An ancient butler with stooped shoulders answered the door wearing a dark suit and bow tie. "I'm Harry Mathison," he told him. "I'd like to see Mrs. Stanhope if she's at home."

His shaggy white brows shot up over widened brown eyes when Harry gave his name, but he recovered his composure and stepped back into a cavernous, gloomy foyer with a green slate floor. "I will see if Mrs. Stanhope will see you. You may wait there," he added, gesturing to a straight-backed, uncomfortable-looking antique chair positioned beside a drum table at the left end of the foyer.

Harry sat down, feeling a little like a supplicant in the stifling, unwelcoming formality of the foyer, and he had a hunch that unexpected guests were intended to feel this way. Concentrating on what he needed to say, he gazed at a German landscape hanging in an ornate dark frame on the opposite wall, then he turned nervously when the butler shuffled into the foyer.

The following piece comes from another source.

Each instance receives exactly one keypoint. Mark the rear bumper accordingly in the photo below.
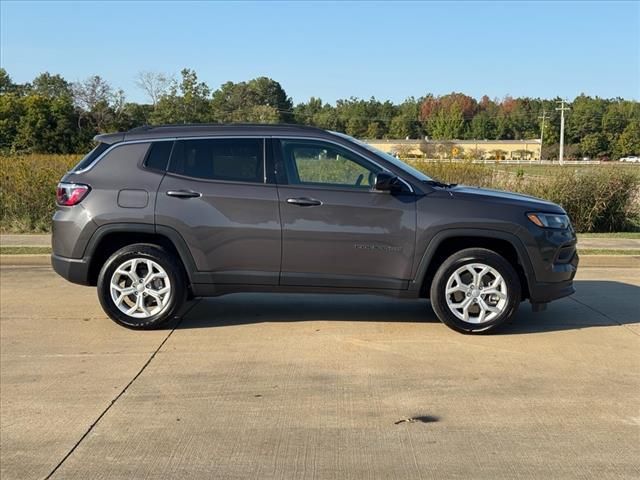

"Madam will spare you exactly five minutes," he announced.

Refusing to be daunted by that unpromising beginning, Harry followed him down a wide hall and then passed in front of him as he opened a door and gestured Harry into a large room with a fire burning in a massive stone fireplace and an Oriental carpet spread across a polished dark wood floor. A pair of high-backed chairs upholstered in a faded tapestry were positioned facing the fireplace, and since no one was sitting on the sofa or any of the other furniture in the room, Harry erroneously assumed he was alone. He wandered over to a table covered with silver-framed photographs, intending to study the faces of what he presumed were Zayn's relatives and ancestors, then he saw that the wall on the left was covered with large portraits. With a fascinated smile, he started toward them, realizing that Zayn hadn't exaggerated—there was a startling resemblance between himself and many of the Stanhope men. Behind him a sharp voice snapped, "You've just wasted one of your five minutes, Mr. Mathison."